Du côté de l’assurance, les compagnies ont accès, sous certaines conditions, aux informations relatives aux infractions graves. Un conducteur qui cumule plusieurs infractions avec retrait de points peut se voir appliquer une majoration de prime, voire un refus de renouvellement de contrat. Les infractions liées aux signaux d’arrêt sont considérées comme des manquements à la sécurité active, ce qui les place dans une catégorie à risque élevé pour les assureurs.
La récidive aggrave encore la situation. En cas de récidive de franchissement de feu rouge dans un délai d’un an, les sanctions peuvent être portées à une amende de 375 euros, sans compter les poursuites pénales possibles si l’infraction a causé un accident. Le tribunal correctionnel peut alors être saisi, et les peines encourues incluent la suspension du permis, voire son annulation dans les cas les plus graves.
Ce que révèlent les statistiques d’accidents sur ces deux infractions
Les données de l’Observatoire national interministériel de la sécurité routière montrent que les intersections régulées par des feux tricolores concentrent une part significative des accidents corporels en milieu urbain. Le franchissement de feu rouge est régulièrement cité parmi les causes directes de collisions latérales, particulièrement violentes car les véhicules se percutent perpendiculairement à grande vitesse.

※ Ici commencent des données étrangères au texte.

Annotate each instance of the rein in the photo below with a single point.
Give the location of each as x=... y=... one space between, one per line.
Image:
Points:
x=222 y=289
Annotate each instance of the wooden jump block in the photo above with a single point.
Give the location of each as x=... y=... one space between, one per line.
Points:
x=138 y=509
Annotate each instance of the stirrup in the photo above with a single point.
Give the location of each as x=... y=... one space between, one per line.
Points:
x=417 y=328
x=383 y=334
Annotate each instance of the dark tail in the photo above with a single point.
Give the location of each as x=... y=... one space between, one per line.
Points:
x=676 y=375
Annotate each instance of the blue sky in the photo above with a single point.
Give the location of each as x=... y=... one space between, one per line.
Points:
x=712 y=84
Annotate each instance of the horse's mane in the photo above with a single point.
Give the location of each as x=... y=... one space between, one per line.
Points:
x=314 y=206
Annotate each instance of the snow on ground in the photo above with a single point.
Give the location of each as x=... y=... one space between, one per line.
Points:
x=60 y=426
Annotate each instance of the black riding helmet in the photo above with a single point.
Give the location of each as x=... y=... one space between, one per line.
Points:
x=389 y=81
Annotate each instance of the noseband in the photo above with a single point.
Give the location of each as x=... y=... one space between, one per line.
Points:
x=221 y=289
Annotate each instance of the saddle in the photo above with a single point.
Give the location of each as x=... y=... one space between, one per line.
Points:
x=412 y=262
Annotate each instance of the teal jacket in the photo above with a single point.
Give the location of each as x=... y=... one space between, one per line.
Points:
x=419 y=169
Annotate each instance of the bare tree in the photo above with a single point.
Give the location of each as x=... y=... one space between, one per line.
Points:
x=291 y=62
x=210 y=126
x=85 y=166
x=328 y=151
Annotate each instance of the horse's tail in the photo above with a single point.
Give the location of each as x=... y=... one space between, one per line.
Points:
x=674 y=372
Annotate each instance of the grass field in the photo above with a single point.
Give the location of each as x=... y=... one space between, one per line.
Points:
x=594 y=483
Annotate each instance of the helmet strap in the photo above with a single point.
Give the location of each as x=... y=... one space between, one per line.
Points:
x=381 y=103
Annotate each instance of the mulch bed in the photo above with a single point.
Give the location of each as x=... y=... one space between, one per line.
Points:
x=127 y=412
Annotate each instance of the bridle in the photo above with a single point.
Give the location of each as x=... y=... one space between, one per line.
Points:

Les accidents liés aux panneaux stop surviennent plus fréquemment en milieu rural, sur des routes secondaires où la vitesse est élevée et la visibilité parfois réduite. Un véhicule qui s’engage sans marquer l’arrêt complet peut surgir sur une route prioritaire à un moment où un autre conducteur approche à 80 ou 90 km/h. Les conséquences sont souvent dramatiques. Cette réalité statistique explique en partie pourquoi le Code de la route traite ces deux infractions de manière distincte, avec des niveaux de sanction différents.
La gravité perçue du franchissement de feu rouge est plus élevée en ville, là où la densité de circulation est forte. Celle du stop grillé est souvent sous-estimée en rase campagne, alors que les vitesses en jeu rendent les accidents particulièrement meurtriers. La Sécurité routière communique régulièrement sur ce point pour corriger cette perception erronée chez les conducteurs.
Contester une infraction : droits et démarches concrètes
Tout conducteur verbalisé pour avoir grillé un feu rouge ou un stop dispose d’un droit de contestation. Ce droit s’exerce dans un délai de 45 jours à compter de la date d’envoi de l’avis de contravention. La contestation doit être adressée à l’officier du ministère public compétent, accompagnée des éléments justificatifs. Le paiement de l’amende vaut reconnaissance de l’infraction et ferme définitivement la voie de la contestation.
Les motifs de contestation recevables incluent l’absence de signalisation visible, un défaut de fonctionnement du feu tricolore documenté, une erreur d’identification du véhicule ou du conducteur, ou encore une irrégularité dans la procédure de verbalisation. Les radars automatiques aux feux rouges peuvent faire l’objet d’une demande de vérification de leur homologation et de leur date de dernière calibration. Ces éléments techniques sont souvent déterminants devant le tribunal de police.
Faire appel à un avocat spécialisé en droit routier augmente sensiblement les chances de succès d’une contestation. Ce professionnel analyse la régularité du procès-verbal, vérifie les conditions de l’infraction et peut négocier une réduction des sanctions ou leur annulation totale. Seul un professionnel du droit est en mesure de donner un conseil personnalisé adapté à la situation précise du conducteur concerné. La jurisprudence en matière d’infractions routières est abondante et évolue régulièrement, ce qui rend l’expertise juridique d’autant plus utile pour défendre efficacement ses droits.